That’s exactly what a Texas judge found in 2014 when he ruled that the Texas school funding system was unconstitutional.

“An alarming percentage of Texas students graduate high school without the necessary knowledge and skills to perform well in college,” Judge John Dietz of Austin found.

The Texas Supreme Court reversed the ruling this May, but the court urged legislators to make “transformational, top-to-bottom reforms that amount to more than Band-Aid on top of Band-Aid.”

Higher education is in no better shape. In 1970, the year when I might have been a freshman if I had had a higher draft number, tuition at public colleges and universities was $104 a year for 15 credit hours per semester. By 2002 it was $2,257, a rate of increase nearly twice the national average.

Texas higher education funding per full-time student fell 21 percent from 2001 to 2012. At the same time, financial aid also declined, resulting in much heavier debt for students. One study found that although the median household income in Texas is below the national average, tuition and fees at its flagship institutions are higher than for the nation as a whole.

Parks funding also has lagged behind other states. User fees in Texas state parks nearly doubled in the 1990s, when Texas was 49th in per capita spending on state parks. Much of the funding was restored in 2015, but Texas needed to spend an estimated $600 million just in deferred maintenance on its neglected parks. And many of the parks lie far from the rapidly growing urban areas—California has four times as much parkland per capita.

The long-frozen gasoline tax has chipped away at Texas’ longstanding pride in its road system. Funding has not kept up with demand, and Texas now has 25 toll roads, covering some 950 miles. Plaintiffs who filed a class-action suit alleging mismanagement and excessive fees in the toll road system fear that Texas is creating a two-tier transportation system to match its two-tier education system and two-tier economy: one for the wealthy, another for everybody else.

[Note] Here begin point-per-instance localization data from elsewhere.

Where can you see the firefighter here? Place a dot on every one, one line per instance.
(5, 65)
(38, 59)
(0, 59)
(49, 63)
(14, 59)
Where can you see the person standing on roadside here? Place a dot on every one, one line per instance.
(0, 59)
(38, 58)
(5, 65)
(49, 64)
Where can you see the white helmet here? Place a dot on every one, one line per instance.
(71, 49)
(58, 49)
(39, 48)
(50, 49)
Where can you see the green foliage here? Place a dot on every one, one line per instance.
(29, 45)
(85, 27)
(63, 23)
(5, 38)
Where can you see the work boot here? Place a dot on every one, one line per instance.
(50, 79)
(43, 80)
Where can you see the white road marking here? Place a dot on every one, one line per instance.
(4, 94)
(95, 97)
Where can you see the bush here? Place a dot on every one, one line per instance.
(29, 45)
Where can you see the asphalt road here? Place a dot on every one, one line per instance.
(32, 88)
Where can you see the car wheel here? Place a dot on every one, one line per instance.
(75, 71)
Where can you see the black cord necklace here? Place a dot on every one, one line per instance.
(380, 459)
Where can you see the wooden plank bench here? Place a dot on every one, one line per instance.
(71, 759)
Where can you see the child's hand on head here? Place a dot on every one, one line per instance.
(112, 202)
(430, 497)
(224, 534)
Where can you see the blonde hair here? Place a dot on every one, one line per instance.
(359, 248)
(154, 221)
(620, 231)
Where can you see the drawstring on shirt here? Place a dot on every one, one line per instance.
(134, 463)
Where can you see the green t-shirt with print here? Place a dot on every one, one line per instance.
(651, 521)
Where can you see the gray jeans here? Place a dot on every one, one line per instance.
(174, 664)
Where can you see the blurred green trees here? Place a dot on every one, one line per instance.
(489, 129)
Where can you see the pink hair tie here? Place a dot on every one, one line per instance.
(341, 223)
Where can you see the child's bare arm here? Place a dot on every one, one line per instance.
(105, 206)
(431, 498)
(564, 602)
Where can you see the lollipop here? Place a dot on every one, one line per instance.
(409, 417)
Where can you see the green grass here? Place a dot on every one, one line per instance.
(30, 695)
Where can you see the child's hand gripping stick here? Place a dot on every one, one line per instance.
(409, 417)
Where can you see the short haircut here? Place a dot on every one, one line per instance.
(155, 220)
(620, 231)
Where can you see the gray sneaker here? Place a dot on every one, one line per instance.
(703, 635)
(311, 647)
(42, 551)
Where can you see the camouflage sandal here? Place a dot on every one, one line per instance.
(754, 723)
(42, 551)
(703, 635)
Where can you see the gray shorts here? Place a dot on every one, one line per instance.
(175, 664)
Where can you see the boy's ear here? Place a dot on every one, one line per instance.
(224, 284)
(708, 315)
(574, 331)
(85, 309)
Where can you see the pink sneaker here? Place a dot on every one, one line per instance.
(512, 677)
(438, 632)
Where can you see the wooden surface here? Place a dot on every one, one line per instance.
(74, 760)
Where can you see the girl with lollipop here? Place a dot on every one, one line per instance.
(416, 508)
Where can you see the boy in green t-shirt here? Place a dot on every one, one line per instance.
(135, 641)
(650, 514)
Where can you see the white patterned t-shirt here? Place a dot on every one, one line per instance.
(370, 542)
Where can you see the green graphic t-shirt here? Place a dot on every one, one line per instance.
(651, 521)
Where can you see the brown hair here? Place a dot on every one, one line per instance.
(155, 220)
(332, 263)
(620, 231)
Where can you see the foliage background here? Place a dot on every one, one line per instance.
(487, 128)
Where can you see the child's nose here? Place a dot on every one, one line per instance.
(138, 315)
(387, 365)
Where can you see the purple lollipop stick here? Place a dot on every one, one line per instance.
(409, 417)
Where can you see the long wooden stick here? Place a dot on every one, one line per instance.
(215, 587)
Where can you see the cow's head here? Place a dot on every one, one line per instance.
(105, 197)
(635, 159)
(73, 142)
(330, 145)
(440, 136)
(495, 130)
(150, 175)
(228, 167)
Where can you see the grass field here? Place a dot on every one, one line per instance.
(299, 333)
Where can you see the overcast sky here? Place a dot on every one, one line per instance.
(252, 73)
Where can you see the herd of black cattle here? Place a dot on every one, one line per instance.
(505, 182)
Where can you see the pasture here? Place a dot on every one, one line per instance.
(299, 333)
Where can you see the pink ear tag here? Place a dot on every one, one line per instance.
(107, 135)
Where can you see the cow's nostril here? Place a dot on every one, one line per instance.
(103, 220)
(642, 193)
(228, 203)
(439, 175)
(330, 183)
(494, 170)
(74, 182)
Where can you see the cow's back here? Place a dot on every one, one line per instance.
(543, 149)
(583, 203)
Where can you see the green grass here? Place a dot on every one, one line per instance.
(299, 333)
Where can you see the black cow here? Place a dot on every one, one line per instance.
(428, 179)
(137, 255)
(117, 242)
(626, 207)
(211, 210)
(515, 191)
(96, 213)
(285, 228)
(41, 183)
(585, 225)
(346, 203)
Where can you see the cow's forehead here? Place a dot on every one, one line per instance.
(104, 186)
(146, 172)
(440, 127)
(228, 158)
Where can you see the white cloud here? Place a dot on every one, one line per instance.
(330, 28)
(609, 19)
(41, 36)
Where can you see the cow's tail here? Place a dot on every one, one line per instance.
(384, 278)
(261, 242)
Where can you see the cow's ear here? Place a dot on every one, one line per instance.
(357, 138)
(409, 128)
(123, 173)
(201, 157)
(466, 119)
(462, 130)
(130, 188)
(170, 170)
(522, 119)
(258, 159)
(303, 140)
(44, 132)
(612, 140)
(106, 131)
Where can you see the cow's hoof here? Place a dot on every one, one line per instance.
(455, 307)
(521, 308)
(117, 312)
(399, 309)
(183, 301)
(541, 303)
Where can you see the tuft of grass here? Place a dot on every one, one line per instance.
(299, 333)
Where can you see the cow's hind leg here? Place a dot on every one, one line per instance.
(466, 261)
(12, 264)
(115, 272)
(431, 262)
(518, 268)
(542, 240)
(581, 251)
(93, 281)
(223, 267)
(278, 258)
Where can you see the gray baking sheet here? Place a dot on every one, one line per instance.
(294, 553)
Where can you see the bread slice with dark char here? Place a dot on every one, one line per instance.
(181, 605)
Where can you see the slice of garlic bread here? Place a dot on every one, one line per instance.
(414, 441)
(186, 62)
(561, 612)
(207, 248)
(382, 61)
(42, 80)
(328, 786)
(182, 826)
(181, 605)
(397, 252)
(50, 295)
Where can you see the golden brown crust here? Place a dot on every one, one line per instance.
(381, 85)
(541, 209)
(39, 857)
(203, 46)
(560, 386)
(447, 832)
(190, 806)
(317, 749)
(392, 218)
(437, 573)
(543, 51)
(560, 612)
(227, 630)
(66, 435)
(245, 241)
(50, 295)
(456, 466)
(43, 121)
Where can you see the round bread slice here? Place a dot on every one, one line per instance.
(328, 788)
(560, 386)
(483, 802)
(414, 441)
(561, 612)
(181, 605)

The great leveler is climate change. Because of its southern latitude and long, low-lying coastline—my hometown, 60 miles from the Gulf of Mexico, was just 97 feet above sea level—Texas is expected to get hit earlier and harder than most states.

To a Montanan, a January day two or three degrees warmer has a certain appeal. But in a state already sweltering in 100-degree heat, climate change could be catastrophic.

Can Texas hold its own? We saw some encouraging signs. When we lived in East Texas three decades ago, Tyler wasn’t just in the Bible belt; it wasn’t even just the buckle of the Bible belt. It was the prong on the buckle of the Bible belt—dry, rigid and repressed.

But on this visit, we ate excellent seafood in Tyler while drinking Texas-brewed beer and watching blacks and whites talking and dancing freely. If Tyler can get it, who can’t?

We saw taquerias and doughnut shops blanketing the state. We saw a shop devoted exclusively to the sale of hot sauce. The architectural wonder of Texas’ justly renowned old courthouses still reflects the notion that Texans may not want a lot of government, but they want the government they have done right.

And after reading that Texas generates twice as much wind power as any other, my wife and I counted hundreds of windmills in West Texas spinning in the ever-present breeze. Working oil wells? Just a smattering.

That’s the old Texas spirit—stubborn but adaptable, a state unwilling to give in, even to its own demons.